Mass Combat Rules?

By Lupa, in Only War Rules Questions

So this is mostly just to sate my own curiosity. I made my own mass combat house rules for Black Crusade and they work equally well with any FFG 40k game (and in fact only minor adjustments are made to get it to work with, like, d20 or something, though the factions are all 40k-specific). After I finished a major update, I decided to post them to Only War. Now, when I posted them to Black Crusade I mentioned how they were actually different from the mass combat rules for that game: They scale up to higher than the Tome of Blood rules, and work much better for fighting orks or 'nids or other very aggressive enemies than the Imperium-focused Tome of Decay rules. Since I was exhausted when I posted the updated rules to the Only War forum, I never bothered explaining why anyone would want to use my rules instead of the Only War mass combat rules. In fact, I can't even remember what the official mass combat rules are, because I've never actually played that game.

So I decided to look them up. And it turns out they...Don't exist? Are there really no rules for combat on a larger scale than the formation rules (which only really work up to numbers in the low hundreds on either side) given in Enemies of the Imperium? I don't have every book, but Google isn't giving me any results but house rules.

tl;dr Does Only War even have mass combat and/or military campaign rules? And if not, why on Holy Terra not? Even just copying the Tome of Blood and Tome of Decay's systems over would've been better than nothing.

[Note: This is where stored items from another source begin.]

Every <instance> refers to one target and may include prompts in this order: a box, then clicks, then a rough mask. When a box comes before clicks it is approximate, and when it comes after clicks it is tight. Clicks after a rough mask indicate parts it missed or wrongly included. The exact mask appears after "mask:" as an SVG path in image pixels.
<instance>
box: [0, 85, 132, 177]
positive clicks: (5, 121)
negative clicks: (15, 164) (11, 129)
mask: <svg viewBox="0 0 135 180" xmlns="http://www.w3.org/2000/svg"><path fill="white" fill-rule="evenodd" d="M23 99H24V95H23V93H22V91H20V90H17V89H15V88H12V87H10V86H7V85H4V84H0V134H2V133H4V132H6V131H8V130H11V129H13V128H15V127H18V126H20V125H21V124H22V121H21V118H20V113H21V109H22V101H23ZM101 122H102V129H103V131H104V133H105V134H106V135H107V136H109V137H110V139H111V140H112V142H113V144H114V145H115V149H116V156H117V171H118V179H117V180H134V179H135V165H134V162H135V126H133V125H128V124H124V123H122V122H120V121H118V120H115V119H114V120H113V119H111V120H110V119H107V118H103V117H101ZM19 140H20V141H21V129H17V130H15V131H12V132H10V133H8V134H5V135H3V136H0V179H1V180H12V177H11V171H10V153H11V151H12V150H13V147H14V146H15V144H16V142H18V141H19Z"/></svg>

One of the Rogue Trader supplements had mass combat rules, too.

For Only War, my guess would be that they're just waiting to publish something like this in another supplement.

However, it is also possible that the studio believes the game not to warrant such rules due to scope. Both Black Crusade as well as Rogue Trader have players actually in command of such huge formations, whereas Only War only really supports company-level command (with the Commander speciality in HotE), where tactical gameplay is tended to with Formation rules. Player characters are not expected to take command of multiple larger units as this would shift the scope of adventure away from squad combat (arguable the game's focus) and into some fortified bunker, so perhaps the designers intentionally omitted actual mass combat mechanics.

Personally, I would still include them, but rather as a mechanic to manage background narration for the GM instead of giving players a turn-based strategy game of sorts - meaning, a system that keeps track of where the various units in a military campaign are and what they are doing, so that the players' missions can develop "naturally" out of this strategic element (including the players' actions influencing the greater picture) rather than the GM having to "wing it".

A bit like how GW's Planetary Empires system worked as a tie-in to generate skirmishes for the Tabletop.